Qu’est-ce qu’il faut pour qu’une troisième force puisse vraiment décoller ? Manque-t-il un leader charismatique ou y a-t-il d’autres facteurs qui entrent en jeu ?
Il faut que l’on soit honnête. Il faut une réforme électorale avec une dose de proportionnelle et revoir le financement des partis. Une grande hypocrisie règne à ce niveau. C’est l’une des cinq priorités absolues.

Sur le plan national, Linion Reform a obtenu 5 086 %. S’il y avait une dose de proportionnelle dans le système électoral, cette alliance aurait pu éventuellement avoir un député…
Un parti ou une alliance qui représente plus de 5 % de la population dans une démocratie ne peut pas ne pas être représenté dans l’Assemblée nationale. C’est un vieux débat dont tous les gros partis et nouveaux partis ont parlé. Ce nouveau gouvernement a eu carte blanche. Le financement des partis et la réforme électorale figurent parmi ses promesses électorales. Il y a une grosse attente de la population à ce sujet.

Quelles sont, selon vous, les raisons de la défaite de l’Alliance Lepep ? Et les raisons de la victoire de l’Alliance du Changement ?
Le non-respect des valeurs humaines a été un aspect important. On ne peut pas non plus dissocier le « planting » de drogue chez des opposants politiques, le gaspillage des ressources publiques, le non-respect des institutions, la prolifération de la drogue, la cherté de la vie… La liste est longue. On peut trouver plus d’une vingtaine de raisons qui font que le gouvernement de Pravind Jugnauth ne pouvait plus continuer. Les droits et valeurs des Mauriciens n’ont pas été respectés. 

Maintenant, le temps est au travail. C’est un temps pour rassurer les Mauriciens, les enfants, les jeunes, les personnes âgées. Il y a tout un peuple à rassurer et auquel redonner confiance. Et ce n’est que la première étape. 

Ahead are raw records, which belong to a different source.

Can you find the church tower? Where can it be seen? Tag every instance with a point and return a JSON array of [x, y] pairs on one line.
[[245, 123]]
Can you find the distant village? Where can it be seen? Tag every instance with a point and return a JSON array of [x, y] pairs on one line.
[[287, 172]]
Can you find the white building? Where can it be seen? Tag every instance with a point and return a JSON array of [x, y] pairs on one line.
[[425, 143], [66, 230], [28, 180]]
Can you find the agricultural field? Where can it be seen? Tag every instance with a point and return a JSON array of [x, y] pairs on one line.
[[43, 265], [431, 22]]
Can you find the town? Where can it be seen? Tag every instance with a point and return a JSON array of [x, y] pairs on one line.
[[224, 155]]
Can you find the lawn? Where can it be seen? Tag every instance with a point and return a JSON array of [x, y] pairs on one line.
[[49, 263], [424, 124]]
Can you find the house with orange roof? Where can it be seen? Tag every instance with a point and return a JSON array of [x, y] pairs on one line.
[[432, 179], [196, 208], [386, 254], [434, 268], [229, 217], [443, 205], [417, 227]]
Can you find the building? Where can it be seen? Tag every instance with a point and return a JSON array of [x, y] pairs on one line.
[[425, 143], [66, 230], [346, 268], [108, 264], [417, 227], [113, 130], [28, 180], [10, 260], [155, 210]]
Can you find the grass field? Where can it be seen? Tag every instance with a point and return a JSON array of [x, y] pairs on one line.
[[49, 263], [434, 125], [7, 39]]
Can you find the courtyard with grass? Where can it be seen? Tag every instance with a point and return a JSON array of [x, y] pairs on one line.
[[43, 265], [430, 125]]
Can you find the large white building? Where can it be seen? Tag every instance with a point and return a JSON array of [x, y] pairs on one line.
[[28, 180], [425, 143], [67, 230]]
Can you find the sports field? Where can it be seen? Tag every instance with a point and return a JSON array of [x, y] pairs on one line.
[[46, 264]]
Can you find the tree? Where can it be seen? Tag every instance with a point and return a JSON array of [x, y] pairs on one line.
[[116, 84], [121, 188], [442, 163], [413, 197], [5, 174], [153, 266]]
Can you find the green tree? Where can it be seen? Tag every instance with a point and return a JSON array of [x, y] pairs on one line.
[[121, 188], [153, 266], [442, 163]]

On s’est débarrassé d’eux, mais maintenant, on fait quoi ? On est tous dans l’attente. Il n’y aura pas d’excuse pour ne pas faire ce qui a été promis durant la campagne électorale. Le rôle d’En Avant Moris sera d’être une force de propositions et un chien de garde en même temps. 

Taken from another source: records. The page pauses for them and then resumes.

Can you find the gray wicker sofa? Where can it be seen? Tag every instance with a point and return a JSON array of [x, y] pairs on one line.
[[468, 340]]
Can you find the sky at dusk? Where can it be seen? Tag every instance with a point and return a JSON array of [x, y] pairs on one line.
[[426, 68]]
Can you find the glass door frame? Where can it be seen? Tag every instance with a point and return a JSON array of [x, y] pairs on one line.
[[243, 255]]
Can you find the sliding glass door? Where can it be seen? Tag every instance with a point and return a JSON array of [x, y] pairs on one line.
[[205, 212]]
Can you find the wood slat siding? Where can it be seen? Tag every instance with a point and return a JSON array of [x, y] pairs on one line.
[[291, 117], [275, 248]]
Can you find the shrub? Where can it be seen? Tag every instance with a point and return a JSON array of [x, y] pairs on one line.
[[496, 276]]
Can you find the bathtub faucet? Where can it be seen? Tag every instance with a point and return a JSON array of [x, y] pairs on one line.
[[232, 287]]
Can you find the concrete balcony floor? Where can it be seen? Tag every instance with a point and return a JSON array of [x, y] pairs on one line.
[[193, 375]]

Les attentes sont définitivement très élevées. Après près d’une décennie de droits bafoués, avec toutes les institutions et l’économie qui sont à genoux, et bien d’autres problèmes, il y a tout un pays à reconstruire. Il faut aussi rassurer les investisseurs privés. Il y a tout un pays à relever. Le gouvernement a un gros travail à faire et toute la population doit mettre la main à la pâte. 

Nous sommes un parti extraparlementaire et nous allons veiller à ce que cela se fasse. Nous serons du côté des citoyens.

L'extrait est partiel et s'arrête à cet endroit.